(Specialty warm-up: 3L, 3R Kettlebell press, 3L, 3R kettlebell row, 5 burpee, 10 medicine ball throw)
50/50 Kettlebell press:
3 x 5L, 5R @ 50-60% of Turkish Get-up 1RM/ as heavy as possible in each set
5 x 1L, 1R @ same
Alternating arms as directed, keep kettlebells in-hand for L-to-R set, and then rest/ adjust weight as needed. When scheme is listed as “5 x 1L, 1R″, it always refers to “Sets” x “Reps”. Reminder: Position and range of motion always govern weight, and overhead/ “locked-out” is not a relative position.
50/50 press features a double kettlebell rack position but a single-arm strict press. Kettlebell on the “non-working” side assists in keeping tension, and can help us fact-check position.
Spare no expense moving the kettlebells into the rack position; Missed or lazy transitional lifts will detract from the primary lift. Position considered, weights should match on both sides.
Then, 5 rounds of:
3L, 3R Kettlebell bent-over row @ (up to) 1/2 BW
1 Sled drag (20 yd. each @ 1/4 BW)
5 Burpee
1 Sled pull @ same
5 Burpee
:15 sec. rest/ assessment
"Drag" = forward, and "pull" = backward. Hustle hard, breathe intelligently, and work like you want to be there; Rest is to be kept to :15 sec, unless you are waiting in rotation for a sled.
In that case, focus hard on the extra rest leading way to notable effort.
Note: Combining slow and hard with fast is, in our experience and opinion (and for both safety and optimization), only done in the order presented here: Heavy/ slow, fast, rest.
Kettlebell bent-over row: Each round is to be as heavy as possible for uninterrupted reps in non-negotiable, stationary "Good Morning" hinge position; Weight stays off the ground! No "bounce/ pull"!
Even in fatigue, the burpee should never become a wiggly, flailing mess; Move powerfully and attentively (you know... like you care what you're doing... ).
And then:
50 Mace 360 @ uninterrupted, scaled-to-ability (adjust direction and top-to-bottom hand position evenly, in any scheme you choose)
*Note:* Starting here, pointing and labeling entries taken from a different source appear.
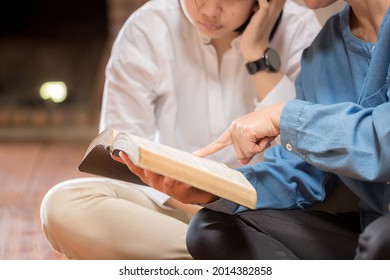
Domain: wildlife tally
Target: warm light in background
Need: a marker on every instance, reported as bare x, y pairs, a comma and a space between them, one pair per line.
54, 91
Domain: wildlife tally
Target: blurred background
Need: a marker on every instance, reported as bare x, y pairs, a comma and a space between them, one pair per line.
52, 60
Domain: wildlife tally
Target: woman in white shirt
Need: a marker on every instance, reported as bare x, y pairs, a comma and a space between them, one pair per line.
177, 75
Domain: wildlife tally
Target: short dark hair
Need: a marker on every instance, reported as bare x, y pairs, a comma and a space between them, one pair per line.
241, 29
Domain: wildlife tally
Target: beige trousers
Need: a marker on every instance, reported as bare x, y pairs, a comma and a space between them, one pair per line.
93, 218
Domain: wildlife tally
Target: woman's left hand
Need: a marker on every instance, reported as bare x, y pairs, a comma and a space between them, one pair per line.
255, 38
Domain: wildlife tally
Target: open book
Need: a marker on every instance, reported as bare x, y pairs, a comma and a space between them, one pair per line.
202, 173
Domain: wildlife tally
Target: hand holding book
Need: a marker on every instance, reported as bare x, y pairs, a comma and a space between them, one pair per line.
182, 175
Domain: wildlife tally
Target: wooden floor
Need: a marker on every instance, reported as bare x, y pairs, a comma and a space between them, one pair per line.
27, 171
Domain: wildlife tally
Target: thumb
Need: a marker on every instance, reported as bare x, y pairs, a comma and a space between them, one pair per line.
222, 142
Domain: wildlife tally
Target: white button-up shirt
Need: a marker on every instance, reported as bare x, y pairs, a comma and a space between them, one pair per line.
164, 81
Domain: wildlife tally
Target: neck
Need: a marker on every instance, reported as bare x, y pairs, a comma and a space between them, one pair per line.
366, 18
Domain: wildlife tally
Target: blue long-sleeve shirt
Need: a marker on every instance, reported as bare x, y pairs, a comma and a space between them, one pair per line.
339, 126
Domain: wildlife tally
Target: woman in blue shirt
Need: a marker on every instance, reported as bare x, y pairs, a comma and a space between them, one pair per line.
337, 130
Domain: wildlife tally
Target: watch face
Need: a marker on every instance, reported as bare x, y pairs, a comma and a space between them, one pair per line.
272, 59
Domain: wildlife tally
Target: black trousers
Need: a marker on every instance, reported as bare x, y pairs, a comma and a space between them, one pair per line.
286, 234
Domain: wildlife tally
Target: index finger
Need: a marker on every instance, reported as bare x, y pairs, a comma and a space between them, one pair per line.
222, 142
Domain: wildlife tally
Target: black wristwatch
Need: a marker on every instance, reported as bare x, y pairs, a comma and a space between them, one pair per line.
269, 61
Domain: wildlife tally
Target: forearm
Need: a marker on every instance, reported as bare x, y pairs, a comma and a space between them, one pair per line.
339, 138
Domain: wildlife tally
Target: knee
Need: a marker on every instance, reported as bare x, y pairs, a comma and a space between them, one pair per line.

30 Medicine ball throw @ 10/ 12lb. W, 14/ 16lb. M
50 "Tall slam ball" @ same (use medicine ball, viciously throw to floor, catch on a high bounce above parallel)
Weights are moderate, pace should be vicious, position should be accurate. If designated weight creates a compromised position, adjust immediately and continue safely. As always, be sure to address and adjust will before blaming a shortcoming on skill.
Medicine ball throw/ "Tall slam ball": Listless equals useless. Hurt the wall, hurt the ball, empty the tank. Output may drop, effort should not.
Any of the movements above performed at a casual pace or with undisciplined positioning are a gimmick; Scale and apply pace and position to full ability, and destroy.
“Tall slam ball”: Different timing and coordination, same concept and execution; All positional features of standard squat/ slam ball apply. Today we will simply use standard-diameter medicine balls, and catch above parallel. Certainly not easier, just slightly different.
And finally “Time under tension”:
One-minute Farmer hold @ BW +
5 x 10 Mace front pendulum +
3 x :45 sec. full-effort, positionally vigilant hollow hold +
15 calories Airdyne/ equivalent
Farmer hold: This should be improving- While it should never be "easy" (you can always hold harder... ), both lift- stand- and landing should feel more confident and far less taxing.
Airdyne: Cool-down pace should look like 30-40% of max RPM.